The 2016 election cycle has been one of the costliest so far, and one of the most unpredictable. Roller-coaster shifts in voter poll data, a cobweb of campaign money, and the reportedly disproportionate attention media outlets have given—or refused to give—to populist and independent candidates have stymied pollsters and pundits.
Social media data—a forever-changing landscape of opinions and content, much of which is visual (think videos and GIFs)—is considered too murky to be taken seriously for any kind of analytics. Even text-based posts are spiced with slang and popular lingo that makes systematic rendering and analysis almost impossible. Yet this liveliness is arguably the essence and perhaps the advantage of social media over polls. If only we could capture the hidden value trapped inside the buzz.
When it comes to social media, factors such as popularity, “virality,” and name recognition are visible in the number of followers, likes, shares, and geographic data attributed to a post. For Twitter and Instagram, most of this data is public, or quite easily acquirable. Facebook, meanwhile, remains reluctant to provide public and usable API’s to social asset management tools that are frequently used in newsrooms today, such as SAM Desk and Dataminr.
There have been one or two very focused analyses on how user interactions over social media might reflect voter turnout during the presidential primaries, but many similar stories failed because they highlighted one variable, such as Facebook likes or Twitter followers, while acknowledging the insufficiency of relying on that single variable.
Social media will not predict the outcomes of the primaries or the general election. But the accumulated data offers new tools to vet candidates and how they use social media for campaigning, and shows how followers and potential voters react to the candidate they most like or hate.
Instead of parsing Facebook likes and Twitter followers, journalists could look into whether users (and potential voters) favor posts by candidates about particular policies and promised changes. Recently, along with other students from the Columbia Journalism School and the university statistics department, I drilled into social media data related to the presidential primaries as part of a series of hackathons designed to bring together data and computational journalism students with students training in data science and statistics.

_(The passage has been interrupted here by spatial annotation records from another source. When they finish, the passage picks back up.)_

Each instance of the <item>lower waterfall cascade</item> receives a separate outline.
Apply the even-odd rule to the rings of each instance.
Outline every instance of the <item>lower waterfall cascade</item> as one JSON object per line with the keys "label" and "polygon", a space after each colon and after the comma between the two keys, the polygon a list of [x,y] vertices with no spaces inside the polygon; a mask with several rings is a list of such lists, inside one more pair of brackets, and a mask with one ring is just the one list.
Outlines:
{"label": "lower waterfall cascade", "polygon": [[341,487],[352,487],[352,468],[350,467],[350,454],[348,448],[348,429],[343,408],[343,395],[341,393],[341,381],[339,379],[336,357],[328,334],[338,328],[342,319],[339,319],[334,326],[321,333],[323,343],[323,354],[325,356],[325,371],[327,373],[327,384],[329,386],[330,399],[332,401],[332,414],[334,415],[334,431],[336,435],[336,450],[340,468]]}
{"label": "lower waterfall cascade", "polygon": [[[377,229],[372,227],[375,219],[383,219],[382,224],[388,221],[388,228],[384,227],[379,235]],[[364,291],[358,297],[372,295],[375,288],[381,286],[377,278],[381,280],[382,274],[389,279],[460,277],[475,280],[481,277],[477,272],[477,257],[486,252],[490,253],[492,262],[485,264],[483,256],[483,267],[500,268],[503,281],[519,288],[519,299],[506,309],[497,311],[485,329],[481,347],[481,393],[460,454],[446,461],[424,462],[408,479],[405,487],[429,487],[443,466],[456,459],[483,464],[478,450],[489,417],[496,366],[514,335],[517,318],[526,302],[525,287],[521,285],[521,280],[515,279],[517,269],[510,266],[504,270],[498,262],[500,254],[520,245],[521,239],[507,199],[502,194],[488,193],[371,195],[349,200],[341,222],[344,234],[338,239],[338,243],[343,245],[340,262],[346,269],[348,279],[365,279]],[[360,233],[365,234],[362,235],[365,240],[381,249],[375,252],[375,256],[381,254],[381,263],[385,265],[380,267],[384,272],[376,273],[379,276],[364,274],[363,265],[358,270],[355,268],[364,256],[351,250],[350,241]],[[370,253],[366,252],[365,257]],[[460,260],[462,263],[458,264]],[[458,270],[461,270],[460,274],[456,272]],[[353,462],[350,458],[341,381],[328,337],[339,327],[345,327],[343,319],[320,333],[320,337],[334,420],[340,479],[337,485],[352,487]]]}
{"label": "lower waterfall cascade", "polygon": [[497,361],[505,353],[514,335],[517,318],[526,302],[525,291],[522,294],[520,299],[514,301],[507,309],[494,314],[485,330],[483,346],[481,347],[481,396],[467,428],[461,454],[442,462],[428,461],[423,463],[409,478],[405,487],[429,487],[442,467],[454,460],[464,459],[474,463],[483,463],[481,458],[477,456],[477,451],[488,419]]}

Under “data,” think every presidential candidate’s tweets and Facebook posts since he or she announced a run for office, as well as their accompanying metadata (such as how many followers or likes that candidate’s account had at the time each post was published). The data, most of which began being generated last spring, was supplied by Voxgov.com, a non-partisan analytics startup specializing in government communications, including politicians’ social media presence.
Our initial approach was to test whether presidential candidates used Twitter to trumpet their policy proposals. For the analysis, the group built separate “dictionaries” of thematic words related to one or more categories, such as education, employment, or foreign policy. It turns out that candidates mainly use social media to reflect on policy issues if they are prompted to do so during an interview, a presidential debate, or a public event covered by the media—or by their peers running for office. Interestingly, the bulk of candidates’ posts serve as advertisements, like when Ted Cruz, John Kasich, or Jeb Bush used Twitter to promote fundraising events and ask for campaign donations. Unsurprisingly, candidates also often used tweets to criticize their opponents.
The plot below shows the times Trump tweeted about employment (including the word “employment,” as well as “job,” “employer,” “wage,” and related words). Most of those job-related tweets appeared on debate days, with mentions cresting on August 7 and October 28, 2015, two nights when Trump struck politically lethal blows to Bush and Cruz. On each of those days, he had five job-related tweets compared to an average of around one job-related tweet every three days.
Social media can also be used to gauge trends in popularity. Attitudes change rapidly, and social media can be the best platform to catch those swings. The cumulative nature of posts and tweets would suggest that the more followers or shares a candidate collects (and retains over time), the more powerful that candidate will be.
But even a brief probe into some candidates’ popularity trajectory via social media yields counterintuitive results. Journalists could ask, for instance, whether the popularity of a candidate’s remarks is contingent upon the sheer volume of his or her social media followers—or can certain comments and behavior reach far beyond a candidate’s existing audience?
In the graph below, see how Cruz’s most popular tweets were shared the most when he had a fraction of his current 1.12 million total followers. The two wide and light circles at the lower left corner of the graph represent the most “engagement” (aggregate of the number of retweets and favorites) of all of Cruz’s tweets. He never equaled his early popularity on Twitter, even after gaining another 300,000 followers.
There are many opportunities to creatively probe social media data. At a minimum, tracking the engagement a candidate is able to create among social media followers can indicate how “likeable” the candidate is. Social media engagement also tends to correlate to a candidate’s legacy media momentum over time.
Social media is an important repository of live data streams. It is also a historical record, capturing ebbs and flows of support for a political idea or candidate, and avoiding the fundamental snapshot nature of polls. The first draft of history today might be written through a real-time data stream. With creative thinking and analysis, journalists can capture that.